Manufacturing Slump Threatens Q2 Growth

Statistics Canada reported today, “Manufacturing sales fell 2.4% in April to $48.2 billion — the fourth decline in five months and the largest monthly percentage drop since August 2009.”

That gets the second quarter off to a bad start. Strong economic growth in the first quarter of this year (January, February, March) was underpinned by the manufacturing sector’s swing into positive territory from a large decline in the fourth quarter of 2012. If manufacturing output falls back into decline, it could drag down the wider economy.

Unfortunately, weak manufacturing sales seem consistent with employment data. While the Labour Force Survey has been volatile in recent months, a consistent trend has been declining manufacturing employment. Canada has lost 99,000 manufacturing jobs over the past year, in addition to the half a million lost over the preceding decade.

UPDATE (June 16): Quoted by Canadian Press

One comment

  • http://krugman.blogs.nytimes.com/2013/06/15/worthwhile-canadian-comparison/

    For sure the weakness in manufacturing is worrisome. Adding to that is what Krugman mentioned this week on Canadian household debt. The logic summed up, if you reduce the flow of debt, you could create a consumption problem and push the economy too far into contraction creating more pressure for deflation. The point I will make, just because debt is high does not necessitate a housing crash like the US experienced. High debt it in large part caused by these much Hogher mortgages, and potentially some liquidity siphoning from those paid down high mortgages. However, the bankers in Canada were much more sober in their lending practices, so much of those mortgages, if we believe the bankers did indeed stay sober, are quite sound. So just because we have higher priced mortgages and some liquidity drain from those mortgages, does not automatically necessitate or even predict housing crash. It is all in how that debt is managed ans secured. So just posting such charts like Krugman did, only tells half the story. The other half is related to the nature of the debt and lending practices. I do not like the insensitive fear mongering, we do not need it right now, we are in a delicate state. If he USA can keep its slow movement forward, we may actually get through this without a major crisis in housing. No affordable housing is a whole other kettle of fish, and sadly these nasty acceleration in the last decade are something we must bring to bear.

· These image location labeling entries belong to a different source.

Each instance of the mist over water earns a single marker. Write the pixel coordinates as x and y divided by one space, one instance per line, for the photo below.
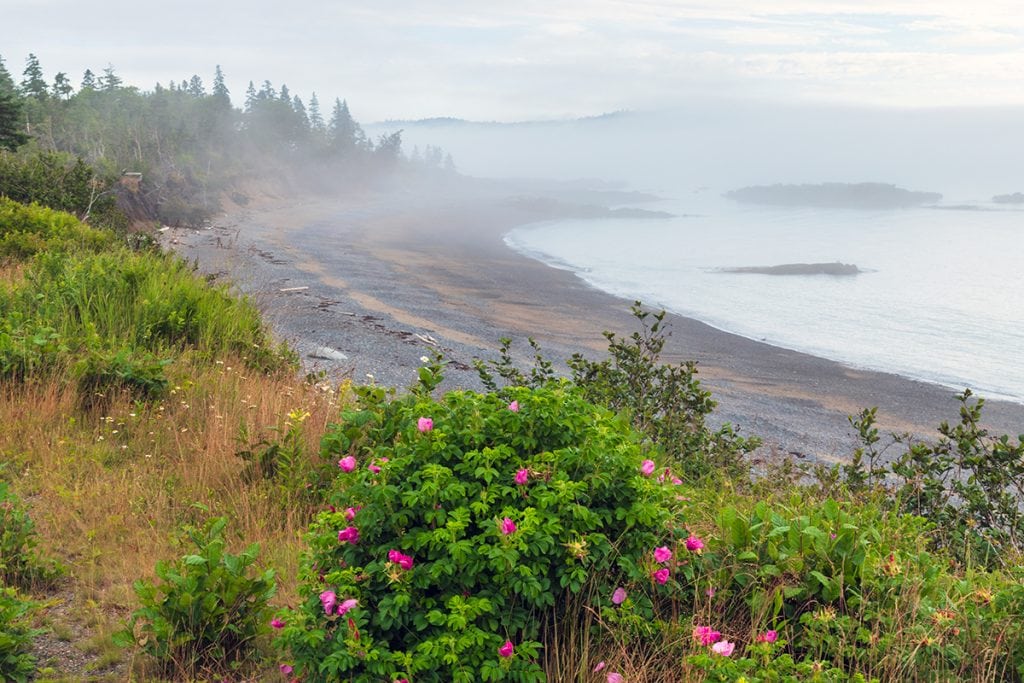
940 298
942 295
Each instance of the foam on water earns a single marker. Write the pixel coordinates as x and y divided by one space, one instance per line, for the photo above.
941 299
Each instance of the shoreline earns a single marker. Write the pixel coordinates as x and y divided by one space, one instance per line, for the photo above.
384 279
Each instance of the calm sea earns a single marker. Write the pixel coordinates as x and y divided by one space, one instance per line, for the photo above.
941 297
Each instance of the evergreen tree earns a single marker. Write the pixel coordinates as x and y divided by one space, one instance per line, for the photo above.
62 88
220 90
196 88
389 148
6 82
315 118
251 96
11 135
343 133
110 81
34 85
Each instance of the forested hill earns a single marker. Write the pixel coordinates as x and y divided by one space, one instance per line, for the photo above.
182 145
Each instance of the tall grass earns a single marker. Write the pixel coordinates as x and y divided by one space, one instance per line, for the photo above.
129 389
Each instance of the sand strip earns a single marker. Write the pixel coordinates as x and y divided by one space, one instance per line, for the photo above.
385 272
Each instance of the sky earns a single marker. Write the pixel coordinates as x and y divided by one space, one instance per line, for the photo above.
530 59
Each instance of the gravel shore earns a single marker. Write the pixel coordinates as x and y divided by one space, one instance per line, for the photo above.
366 286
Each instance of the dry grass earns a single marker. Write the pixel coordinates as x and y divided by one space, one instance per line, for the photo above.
111 491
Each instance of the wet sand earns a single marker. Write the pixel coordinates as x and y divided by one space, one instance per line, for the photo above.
385 279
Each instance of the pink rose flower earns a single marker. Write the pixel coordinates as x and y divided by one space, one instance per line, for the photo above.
402 560
329 600
706 635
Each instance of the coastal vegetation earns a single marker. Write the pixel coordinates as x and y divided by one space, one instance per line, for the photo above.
178 503
835 196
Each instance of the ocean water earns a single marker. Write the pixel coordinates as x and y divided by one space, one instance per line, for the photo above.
941 298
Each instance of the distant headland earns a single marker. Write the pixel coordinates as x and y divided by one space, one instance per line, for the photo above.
835 196
835 268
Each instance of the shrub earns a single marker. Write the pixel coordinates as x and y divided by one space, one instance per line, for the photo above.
208 611
968 482
100 374
20 562
26 230
458 528
666 403
16 663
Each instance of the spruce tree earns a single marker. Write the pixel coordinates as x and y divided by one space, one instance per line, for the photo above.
11 135
251 96
110 81
62 88
315 118
220 90
33 83
196 88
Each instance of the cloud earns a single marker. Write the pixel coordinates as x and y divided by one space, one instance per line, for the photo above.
397 58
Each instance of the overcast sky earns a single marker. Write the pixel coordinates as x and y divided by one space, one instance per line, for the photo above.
517 59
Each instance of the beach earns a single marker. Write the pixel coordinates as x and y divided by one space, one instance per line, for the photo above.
365 286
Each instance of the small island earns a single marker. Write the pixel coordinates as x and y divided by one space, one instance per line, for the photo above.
835 196
547 208
835 268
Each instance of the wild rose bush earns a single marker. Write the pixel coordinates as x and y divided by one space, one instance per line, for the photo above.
457 527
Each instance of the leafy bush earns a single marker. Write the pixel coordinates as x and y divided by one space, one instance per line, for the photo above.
460 527
26 230
852 587
968 482
99 374
114 315
208 611
20 562
665 402
62 182
16 663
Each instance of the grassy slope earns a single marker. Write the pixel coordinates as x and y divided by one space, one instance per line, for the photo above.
110 481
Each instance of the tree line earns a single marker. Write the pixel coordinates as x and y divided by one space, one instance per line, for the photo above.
188 141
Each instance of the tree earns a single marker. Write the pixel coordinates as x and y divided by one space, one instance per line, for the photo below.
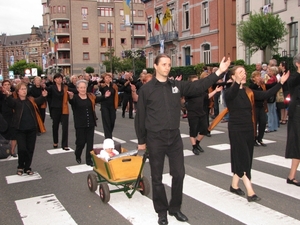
262 31
89 69
20 67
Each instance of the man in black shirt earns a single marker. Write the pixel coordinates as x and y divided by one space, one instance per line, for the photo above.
157 127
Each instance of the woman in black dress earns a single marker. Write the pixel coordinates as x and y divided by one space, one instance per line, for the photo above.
293 137
58 93
240 103
83 105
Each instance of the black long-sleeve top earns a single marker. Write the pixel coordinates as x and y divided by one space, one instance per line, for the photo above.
240 107
253 86
158 106
294 88
109 101
24 118
84 113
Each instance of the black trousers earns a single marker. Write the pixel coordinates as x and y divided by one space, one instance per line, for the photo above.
108 114
84 135
26 143
57 118
127 98
261 121
161 144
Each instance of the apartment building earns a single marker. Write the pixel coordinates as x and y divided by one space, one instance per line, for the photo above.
29 47
80 32
288 11
199 31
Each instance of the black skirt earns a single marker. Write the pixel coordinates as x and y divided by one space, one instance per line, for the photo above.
292 150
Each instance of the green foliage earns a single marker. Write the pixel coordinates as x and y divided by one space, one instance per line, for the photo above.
89 69
262 31
19 67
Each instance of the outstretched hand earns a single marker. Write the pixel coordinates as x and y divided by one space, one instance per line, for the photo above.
284 77
224 64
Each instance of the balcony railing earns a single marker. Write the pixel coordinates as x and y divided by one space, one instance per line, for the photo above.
62 30
63 45
167 37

    And hence, the manufacturing meltdown needs to stop! Which means the much appreciated dollar needs a reality check and corrective forces to bring it back to around 85 cents. We were getting there, at 95, but that oil price correlation keeps haunting us. Maybe things like fear mongering will bring the dollar down a bit. So if that is indeed the case then forget everything I just said! Summer is approaching so maybe it’s time to put the feet up and with the lemonade in hand try and relax. It is difficult to write these days with so much Neo con irrational ness pervading the policy circles. Anti union, anti public sector, anti progressive, it is quite pathetic really and morally bankrupting this nation.